What is the sufficient and necessary conditions for the convergence of the geometric series?
the conditions, such as, the absolute value of eigenvalues is less than one, is not necessary.

Thanks.

Answer 1

That all eigenvalues $\lambda_i$ of a matrix $A$ are strictly $<1$ in abs. value is both necessary and sufficient.
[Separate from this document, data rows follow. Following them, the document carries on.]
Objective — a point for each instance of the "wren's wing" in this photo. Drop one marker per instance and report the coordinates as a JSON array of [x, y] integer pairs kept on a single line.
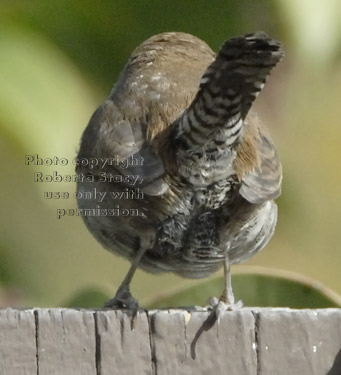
[[264, 182], [108, 136]]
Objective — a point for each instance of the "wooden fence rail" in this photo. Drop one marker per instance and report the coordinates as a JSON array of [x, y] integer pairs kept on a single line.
[[251, 341]]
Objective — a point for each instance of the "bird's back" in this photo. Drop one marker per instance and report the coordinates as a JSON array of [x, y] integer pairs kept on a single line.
[[206, 170]]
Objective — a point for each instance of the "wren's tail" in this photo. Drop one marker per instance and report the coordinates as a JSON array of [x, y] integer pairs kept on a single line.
[[227, 90]]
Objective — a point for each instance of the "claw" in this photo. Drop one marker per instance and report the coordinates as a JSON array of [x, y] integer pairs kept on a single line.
[[219, 306], [123, 300]]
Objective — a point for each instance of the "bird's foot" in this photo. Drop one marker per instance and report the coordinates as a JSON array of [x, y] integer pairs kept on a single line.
[[219, 305], [123, 300]]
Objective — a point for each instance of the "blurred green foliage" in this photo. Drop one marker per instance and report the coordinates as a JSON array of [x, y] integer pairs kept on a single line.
[[58, 62]]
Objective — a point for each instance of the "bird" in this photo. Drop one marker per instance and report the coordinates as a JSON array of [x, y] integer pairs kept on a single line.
[[183, 171]]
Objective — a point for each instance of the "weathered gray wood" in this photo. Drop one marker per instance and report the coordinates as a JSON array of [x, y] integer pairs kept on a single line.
[[66, 342], [193, 343], [17, 342], [102, 342], [304, 341], [121, 349]]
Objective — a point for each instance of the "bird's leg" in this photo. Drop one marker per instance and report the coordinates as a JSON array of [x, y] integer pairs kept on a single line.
[[123, 297], [226, 300]]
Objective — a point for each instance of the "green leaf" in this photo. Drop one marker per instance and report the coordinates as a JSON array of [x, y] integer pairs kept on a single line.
[[91, 297], [258, 288]]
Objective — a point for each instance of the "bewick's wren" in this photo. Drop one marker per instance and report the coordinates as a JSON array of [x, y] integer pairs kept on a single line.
[[179, 120]]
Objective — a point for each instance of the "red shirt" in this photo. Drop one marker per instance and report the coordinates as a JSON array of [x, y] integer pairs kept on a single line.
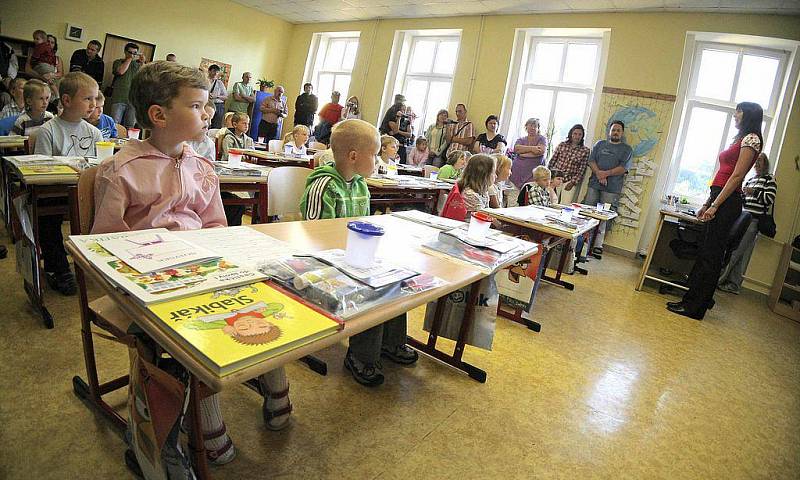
[[331, 113], [729, 157]]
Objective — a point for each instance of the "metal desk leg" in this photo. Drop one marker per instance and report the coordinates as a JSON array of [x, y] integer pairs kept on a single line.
[[453, 360], [36, 292]]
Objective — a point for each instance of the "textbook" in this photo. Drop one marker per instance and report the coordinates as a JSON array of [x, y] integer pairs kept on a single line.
[[165, 284], [150, 250], [231, 329]]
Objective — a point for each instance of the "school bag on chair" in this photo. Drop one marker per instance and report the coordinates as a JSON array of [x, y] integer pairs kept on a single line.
[[455, 208]]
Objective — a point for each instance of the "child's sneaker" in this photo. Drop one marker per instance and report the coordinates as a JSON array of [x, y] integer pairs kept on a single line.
[[64, 283], [364, 373], [402, 354]]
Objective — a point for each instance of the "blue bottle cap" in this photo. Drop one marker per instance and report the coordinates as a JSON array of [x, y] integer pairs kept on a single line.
[[365, 228]]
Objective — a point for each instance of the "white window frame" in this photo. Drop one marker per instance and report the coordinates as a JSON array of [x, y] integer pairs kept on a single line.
[[397, 76], [521, 61], [315, 62], [773, 135]]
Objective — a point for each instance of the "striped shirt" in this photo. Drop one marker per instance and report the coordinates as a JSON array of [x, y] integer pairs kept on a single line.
[[762, 194]]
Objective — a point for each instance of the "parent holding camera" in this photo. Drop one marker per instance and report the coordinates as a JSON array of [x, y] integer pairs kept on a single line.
[[124, 69]]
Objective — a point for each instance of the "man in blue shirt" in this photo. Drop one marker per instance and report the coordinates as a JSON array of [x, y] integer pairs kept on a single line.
[[610, 160]]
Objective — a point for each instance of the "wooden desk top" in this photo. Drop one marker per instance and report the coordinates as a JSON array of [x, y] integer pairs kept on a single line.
[[401, 242], [509, 215]]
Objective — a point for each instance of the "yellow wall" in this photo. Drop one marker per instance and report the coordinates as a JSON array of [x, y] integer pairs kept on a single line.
[[221, 30], [645, 54]]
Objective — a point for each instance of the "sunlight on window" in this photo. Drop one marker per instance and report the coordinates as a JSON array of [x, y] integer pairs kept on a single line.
[[546, 65], [757, 79], [422, 56], [717, 69], [579, 67], [700, 151]]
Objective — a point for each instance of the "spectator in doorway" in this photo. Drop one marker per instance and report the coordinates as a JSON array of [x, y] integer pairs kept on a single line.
[[273, 109], [89, 61], [243, 95], [124, 69], [305, 107], [217, 94]]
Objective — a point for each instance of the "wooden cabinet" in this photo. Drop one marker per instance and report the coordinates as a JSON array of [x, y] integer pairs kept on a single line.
[[784, 298]]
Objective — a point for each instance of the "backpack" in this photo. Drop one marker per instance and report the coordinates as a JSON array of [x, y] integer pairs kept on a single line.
[[455, 208]]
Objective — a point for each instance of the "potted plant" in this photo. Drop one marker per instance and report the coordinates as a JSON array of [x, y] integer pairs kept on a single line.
[[264, 84]]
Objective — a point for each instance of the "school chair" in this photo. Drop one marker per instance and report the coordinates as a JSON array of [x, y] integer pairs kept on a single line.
[[285, 187], [102, 312]]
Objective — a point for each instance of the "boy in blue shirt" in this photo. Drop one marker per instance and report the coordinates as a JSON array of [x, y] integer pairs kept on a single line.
[[102, 121], [339, 190]]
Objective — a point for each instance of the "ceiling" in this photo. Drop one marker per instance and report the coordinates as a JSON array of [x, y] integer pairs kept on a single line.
[[313, 11]]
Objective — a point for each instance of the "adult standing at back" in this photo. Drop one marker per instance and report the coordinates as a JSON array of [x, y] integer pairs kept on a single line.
[[216, 94], [89, 61], [610, 160], [305, 106], [243, 95], [273, 109], [124, 69], [529, 154], [721, 210], [462, 133]]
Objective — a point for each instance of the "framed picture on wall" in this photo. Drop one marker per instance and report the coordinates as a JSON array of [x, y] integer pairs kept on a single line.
[[114, 48], [74, 33], [224, 69]]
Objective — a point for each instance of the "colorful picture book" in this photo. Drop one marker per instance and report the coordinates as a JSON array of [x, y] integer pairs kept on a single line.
[[151, 250], [166, 284], [231, 329]]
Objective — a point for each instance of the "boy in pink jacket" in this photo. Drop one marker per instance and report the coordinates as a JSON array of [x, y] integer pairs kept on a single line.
[[161, 182]]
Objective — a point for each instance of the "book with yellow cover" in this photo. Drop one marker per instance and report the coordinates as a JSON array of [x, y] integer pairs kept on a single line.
[[43, 169], [231, 329]]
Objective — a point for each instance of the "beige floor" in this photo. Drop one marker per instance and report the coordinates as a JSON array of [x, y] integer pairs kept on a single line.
[[613, 387]]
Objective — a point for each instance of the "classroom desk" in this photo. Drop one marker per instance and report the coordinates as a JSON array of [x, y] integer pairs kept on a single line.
[[270, 159], [318, 235], [660, 256], [37, 189], [543, 233], [426, 194]]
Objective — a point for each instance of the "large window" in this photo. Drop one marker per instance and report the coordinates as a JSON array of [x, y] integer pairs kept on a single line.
[[330, 64], [555, 81], [423, 71], [722, 75]]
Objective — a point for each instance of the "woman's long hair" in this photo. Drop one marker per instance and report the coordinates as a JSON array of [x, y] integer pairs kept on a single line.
[[752, 117]]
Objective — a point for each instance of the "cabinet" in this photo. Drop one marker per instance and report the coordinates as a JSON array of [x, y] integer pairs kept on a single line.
[[784, 297]]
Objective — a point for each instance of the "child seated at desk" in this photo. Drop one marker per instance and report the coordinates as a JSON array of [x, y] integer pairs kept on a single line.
[[37, 97], [161, 182], [103, 122], [386, 160], [70, 135], [236, 136], [474, 184], [456, 161], [540, 191], [295, 141], [339, 190]]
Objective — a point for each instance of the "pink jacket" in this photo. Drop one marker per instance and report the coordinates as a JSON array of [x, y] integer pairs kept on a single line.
[[140, 187]]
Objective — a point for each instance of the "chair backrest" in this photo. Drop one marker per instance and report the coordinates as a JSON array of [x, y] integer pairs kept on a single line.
[[285, 187], [427, 169], [86, 200]]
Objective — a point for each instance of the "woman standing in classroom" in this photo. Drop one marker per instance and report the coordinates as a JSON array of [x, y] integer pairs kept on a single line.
[[720, 211]]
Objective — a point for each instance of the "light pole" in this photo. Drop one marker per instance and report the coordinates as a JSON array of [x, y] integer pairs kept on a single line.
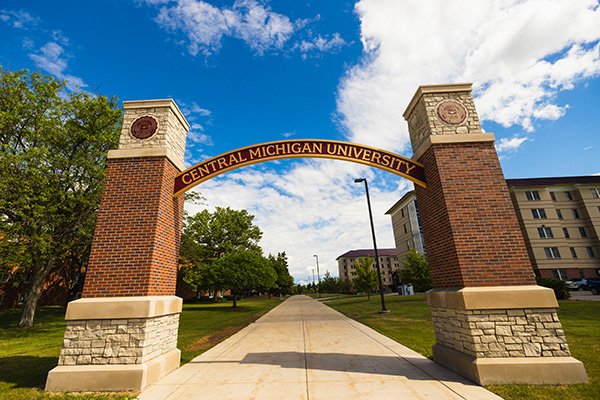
[[383, 309], [318, 274]]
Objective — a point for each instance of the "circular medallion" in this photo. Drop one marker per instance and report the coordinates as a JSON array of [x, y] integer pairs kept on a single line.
[[144, 127], [452, 112]]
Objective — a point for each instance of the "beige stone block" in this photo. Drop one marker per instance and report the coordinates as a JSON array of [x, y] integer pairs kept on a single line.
[[110, 308]]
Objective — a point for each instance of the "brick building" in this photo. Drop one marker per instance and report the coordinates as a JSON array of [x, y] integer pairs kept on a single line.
[[559, 218], [388, 262]]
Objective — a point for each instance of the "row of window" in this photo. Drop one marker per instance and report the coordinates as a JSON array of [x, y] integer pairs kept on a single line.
[[553, 252], [535, 195], [545, 232], [540, 213]]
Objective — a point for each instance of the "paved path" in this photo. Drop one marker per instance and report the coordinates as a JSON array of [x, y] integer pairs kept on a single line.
[[303, 349]]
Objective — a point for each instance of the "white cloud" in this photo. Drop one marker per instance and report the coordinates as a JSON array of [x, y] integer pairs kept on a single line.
[[512, 144], [205, 25], [519, 55], [18, 19], [251, 21], [52, 59], [310, 207]]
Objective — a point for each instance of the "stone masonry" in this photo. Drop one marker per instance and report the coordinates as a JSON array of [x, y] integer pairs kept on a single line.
[[501, 333], [118, 341]]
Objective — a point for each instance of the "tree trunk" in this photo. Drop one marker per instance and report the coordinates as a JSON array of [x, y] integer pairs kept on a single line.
[[34, 292]]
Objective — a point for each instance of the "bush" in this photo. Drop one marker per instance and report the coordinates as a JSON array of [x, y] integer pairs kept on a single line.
[[560, 287]]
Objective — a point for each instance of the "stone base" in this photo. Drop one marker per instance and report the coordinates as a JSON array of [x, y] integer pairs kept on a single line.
[[111, 378], [512, 370], [117, 344]]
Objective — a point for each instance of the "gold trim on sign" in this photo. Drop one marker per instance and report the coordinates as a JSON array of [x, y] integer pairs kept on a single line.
[[299, 155]]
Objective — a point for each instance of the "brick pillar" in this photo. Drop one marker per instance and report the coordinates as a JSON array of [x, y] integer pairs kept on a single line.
[[122, 335], [492, 323]]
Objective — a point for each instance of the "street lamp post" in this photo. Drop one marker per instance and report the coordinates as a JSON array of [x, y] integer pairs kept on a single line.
[[383, 309], [318, 274]]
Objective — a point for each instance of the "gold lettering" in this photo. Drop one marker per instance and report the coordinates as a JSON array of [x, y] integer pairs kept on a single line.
[[268, 150], [357, 152], [203, 170], [280, 149], [222, 163], [366, 155], [241, 157], [342, 150], [255, 153], [233, 159], [186, 182], [376, 158]]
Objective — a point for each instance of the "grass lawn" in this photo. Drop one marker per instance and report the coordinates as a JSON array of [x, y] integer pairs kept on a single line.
[[26, 355], [410, 323]]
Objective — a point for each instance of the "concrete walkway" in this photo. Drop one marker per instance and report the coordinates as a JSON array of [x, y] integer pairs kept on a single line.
[[303, 349]]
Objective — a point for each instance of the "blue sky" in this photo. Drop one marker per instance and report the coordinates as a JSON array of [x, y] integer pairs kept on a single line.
[[250, 71]]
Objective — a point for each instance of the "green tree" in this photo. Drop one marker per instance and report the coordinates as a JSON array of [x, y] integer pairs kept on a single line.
[[284, 281], [330, 284], [243, 271], [53, 148], [366, 277], [208, 236], [415, 270]]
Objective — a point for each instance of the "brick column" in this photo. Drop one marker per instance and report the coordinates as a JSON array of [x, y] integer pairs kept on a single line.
[[122, 335], [492, 323]]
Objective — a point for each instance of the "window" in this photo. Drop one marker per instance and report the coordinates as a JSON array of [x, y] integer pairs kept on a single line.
[[532, 195], [573, 252], [538, 213], [545, 232], [560, 274], [552, 252]]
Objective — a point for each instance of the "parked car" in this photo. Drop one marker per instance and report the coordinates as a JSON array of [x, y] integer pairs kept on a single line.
[[594, 285]]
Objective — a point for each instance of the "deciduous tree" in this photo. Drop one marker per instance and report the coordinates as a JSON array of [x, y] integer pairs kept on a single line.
[[53, 148]]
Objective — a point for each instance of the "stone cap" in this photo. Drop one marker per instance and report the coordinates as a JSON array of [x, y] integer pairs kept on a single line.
[[492, 298], [438, 88], [158, 103], [123, 307]]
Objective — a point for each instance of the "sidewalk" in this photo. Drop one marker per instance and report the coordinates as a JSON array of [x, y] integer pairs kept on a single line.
[[303, 349]]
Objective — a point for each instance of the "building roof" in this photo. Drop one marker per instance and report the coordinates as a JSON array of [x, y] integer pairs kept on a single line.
[[368, 253], [562, 180], [400, 202]]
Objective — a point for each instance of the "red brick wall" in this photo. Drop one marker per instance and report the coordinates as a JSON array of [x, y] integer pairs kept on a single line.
[[470, 228], [136, 243]]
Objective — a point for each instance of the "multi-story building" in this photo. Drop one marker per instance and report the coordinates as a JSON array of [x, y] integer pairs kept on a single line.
[[559, 219], [388, 262], [406, 224]]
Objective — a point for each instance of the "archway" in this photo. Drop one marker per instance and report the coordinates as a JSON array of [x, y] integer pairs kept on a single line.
[[492, 323]]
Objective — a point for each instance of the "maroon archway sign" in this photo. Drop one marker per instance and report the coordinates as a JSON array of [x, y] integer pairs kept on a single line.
[[492, 323]]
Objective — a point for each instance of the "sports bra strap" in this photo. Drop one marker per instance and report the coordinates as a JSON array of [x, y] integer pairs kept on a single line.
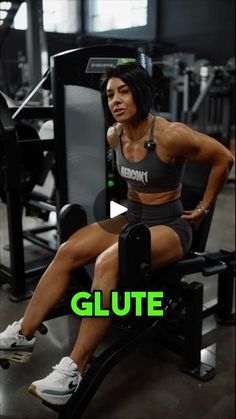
[[152, 128]]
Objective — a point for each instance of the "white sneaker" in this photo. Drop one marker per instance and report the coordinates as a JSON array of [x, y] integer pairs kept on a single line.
[[14, 346], [59, 385]]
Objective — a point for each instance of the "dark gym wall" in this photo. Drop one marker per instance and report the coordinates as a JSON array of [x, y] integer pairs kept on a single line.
[[205, 27]]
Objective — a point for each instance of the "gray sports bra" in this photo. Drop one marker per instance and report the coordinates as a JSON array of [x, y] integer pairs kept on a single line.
[[150, 174]]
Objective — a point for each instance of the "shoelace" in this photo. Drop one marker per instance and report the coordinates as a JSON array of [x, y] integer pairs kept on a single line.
[[9, 328], [59, 371]]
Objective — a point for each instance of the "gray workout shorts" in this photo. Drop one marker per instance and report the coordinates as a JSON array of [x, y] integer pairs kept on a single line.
[[165, 214]]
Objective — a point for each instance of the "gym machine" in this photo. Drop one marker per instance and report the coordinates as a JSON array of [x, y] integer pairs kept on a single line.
[[23, 165], [181, 328]]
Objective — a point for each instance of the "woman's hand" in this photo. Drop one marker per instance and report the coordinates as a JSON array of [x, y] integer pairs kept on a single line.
[[194, 216]]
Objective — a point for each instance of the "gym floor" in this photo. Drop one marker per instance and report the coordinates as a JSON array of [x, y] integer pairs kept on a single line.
[[148, 383]]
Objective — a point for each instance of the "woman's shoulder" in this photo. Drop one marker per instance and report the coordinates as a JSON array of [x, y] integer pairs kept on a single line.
[[113, 133], [167, 131]]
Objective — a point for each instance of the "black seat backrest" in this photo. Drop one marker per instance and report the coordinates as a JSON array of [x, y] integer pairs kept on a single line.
[[194, 183]]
• Necessary: If $R=I+A+A^2+\cdots$ is to converge and $\lambda_i,v_i$ is an eigenpair of $A$, then $Rv_i$ must be well-defined, and additionally $S_nv_i\to Rv_i$ where $S_n$ are the partial sums, because matrix multiplication is continuous, but $S_nv_i$ can be written as $1+\lambda_i+\lambda_i^2+\cdots+\lambda_i^{n-1}$, and this only converges in the reals if $|\lambda_i|<1$ (it is the usual geometric series).
• Sufficient: Suppose $|\lambda_i|<1$ for each $i$. Then $\det(I-A)\ne0$ since $\det(\lambda I-A)$ does not have any root $\lambda=1$, hence $(I-A)^{-1}$ is well defined and $S_n=(I-A)^{-1}(I+A^n)$. All eigenvalues of the powers $A^n$ tend to zero as $r\to\infty$ hence $A^n\to0$ and thus $S_n\to (I-A)^{-1}$.

A couple of items require some further justification using the underlying topology (defined e.g. by the metric induced by the Frobenius norm): continuity of matrix multiplication (in the example this should be clear because matrix multiplication is a linear map..), and the fact that eigenvalues approaching zero implies a sequence of matrices converges to zero (perhaps we could consider the action of $S_n$ on the subspaces in the Jordan aka generalized eigenvector decomposition?).

(There are probably some standard arguments for these things, but I may not have hit them all because I'm pulling them out of my hat instead of going on experience here.)